神殿訪問なのじゃ
こんにちは。
今日も一話更新です。
少しでも楽しんで読んで頂けるなら幸いに存じます。
宿はちょっと上等すぎる気がしたのじゃが、まあ已むを得ぬのじゃ。
壮麗な石造りの建物にお仕着せの門衛が扉の開け閉めのために控えておるのを見て、一回ジーダルたちの宿を聞いてみた方が良かったかも知れぬと思ったのじゃ。まあ話してみたならば従業員は流石によく教育されておってわらわのような子どもにも無礼な態度を取ることもなく、紹介状のおかげもあってちゃんと宿を取れたのじゃ。
高い宿代ではあるのじゃがとりあえず六日分先払いしたのじゃ。ここでは六日で一週なのじゃ。
メイドにかしずかれながら摂る食事には慣れぬのじゃ。内容的には素材が悪くないものであるのはわかるのじゃがそれだけじゃの。
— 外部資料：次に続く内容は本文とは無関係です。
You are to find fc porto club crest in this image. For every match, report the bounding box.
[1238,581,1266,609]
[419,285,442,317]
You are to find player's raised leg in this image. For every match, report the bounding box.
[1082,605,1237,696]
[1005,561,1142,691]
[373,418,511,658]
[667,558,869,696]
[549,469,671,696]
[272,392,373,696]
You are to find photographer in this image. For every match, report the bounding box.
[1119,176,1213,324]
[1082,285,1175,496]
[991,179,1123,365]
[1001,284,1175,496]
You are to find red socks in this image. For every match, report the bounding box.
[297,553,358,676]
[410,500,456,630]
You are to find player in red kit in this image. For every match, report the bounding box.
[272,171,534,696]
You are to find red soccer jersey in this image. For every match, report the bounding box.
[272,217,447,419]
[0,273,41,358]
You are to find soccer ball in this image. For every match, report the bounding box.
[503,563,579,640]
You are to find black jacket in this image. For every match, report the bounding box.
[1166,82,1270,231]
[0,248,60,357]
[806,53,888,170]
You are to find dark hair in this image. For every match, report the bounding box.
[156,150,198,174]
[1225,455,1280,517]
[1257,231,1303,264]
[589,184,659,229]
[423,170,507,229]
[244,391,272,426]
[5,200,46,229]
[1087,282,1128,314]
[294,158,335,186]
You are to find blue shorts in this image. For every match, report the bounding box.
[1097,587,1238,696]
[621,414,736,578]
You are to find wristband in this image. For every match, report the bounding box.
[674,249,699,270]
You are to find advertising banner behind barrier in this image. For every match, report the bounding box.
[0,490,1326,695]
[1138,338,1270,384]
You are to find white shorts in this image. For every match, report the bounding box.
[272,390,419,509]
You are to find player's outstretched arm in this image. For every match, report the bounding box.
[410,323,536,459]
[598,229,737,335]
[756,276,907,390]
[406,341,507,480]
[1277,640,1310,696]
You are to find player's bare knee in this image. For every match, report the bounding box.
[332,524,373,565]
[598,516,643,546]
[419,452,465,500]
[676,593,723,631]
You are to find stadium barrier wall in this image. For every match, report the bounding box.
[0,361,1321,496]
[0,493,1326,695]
寝台も良いものじゃが無尽庵であれば貴族の持ち物だった寝台で寝ておるわらわが驚くほどのものではないのじゃ。高級なところでどう振る舞うかを商業組合から値踏みされておる可能性もあるのじゃが、気にはせぬのじゃが。
なんにせよよく眠って朝餉もしっかり摂って今日もお出かけなのじゃ。
城市が広いゆえ朝市も複数箇所で開かれることは聞いておったのじゃ。その一つを見て回り価格の傾向を把握するのじゃ。
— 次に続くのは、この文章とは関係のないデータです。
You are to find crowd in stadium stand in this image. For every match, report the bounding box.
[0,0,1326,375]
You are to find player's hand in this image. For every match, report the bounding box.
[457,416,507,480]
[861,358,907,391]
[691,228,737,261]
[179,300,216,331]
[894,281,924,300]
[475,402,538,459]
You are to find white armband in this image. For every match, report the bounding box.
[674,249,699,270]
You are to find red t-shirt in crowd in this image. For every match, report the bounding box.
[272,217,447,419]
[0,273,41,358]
一応メーセルキョー以降は市場の価格傾向を確認しておるのじゃがやはりここでは食料品が高めなのじゃ。あと海の魚が売っておるのは嬉しいの。少しテンションがあがるのじゃ。
しかし昆布なぞは売っておらぬのじゃ。これは要確認なのじゃ。
と、まあ見るだけで切り上げて今日は神殿に行くのじゃ。
孤児院があるのであればとりあえず食料品を手土産を持って行くのじゃが、ないことがわかっておるからの。まあ喜捨をすればよいのじゃ。
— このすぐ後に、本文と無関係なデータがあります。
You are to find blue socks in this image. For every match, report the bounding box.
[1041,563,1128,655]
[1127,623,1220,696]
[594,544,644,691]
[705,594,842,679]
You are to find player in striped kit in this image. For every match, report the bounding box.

たどり着いた神殿の建物自体は古いが立派なのじゃ。昔はきちんと崇められておったのじゃろうか。
まずは礼拝所に向かうのじゃ。礼拝所にはおばちゃんのマードがおったゆえ挨拶をして祀られておる諸神に祈りを捧げるのじゃ。神像があるのは北方諸国群で人気のある冬の大神や氷雪の神と言った神々じゃの。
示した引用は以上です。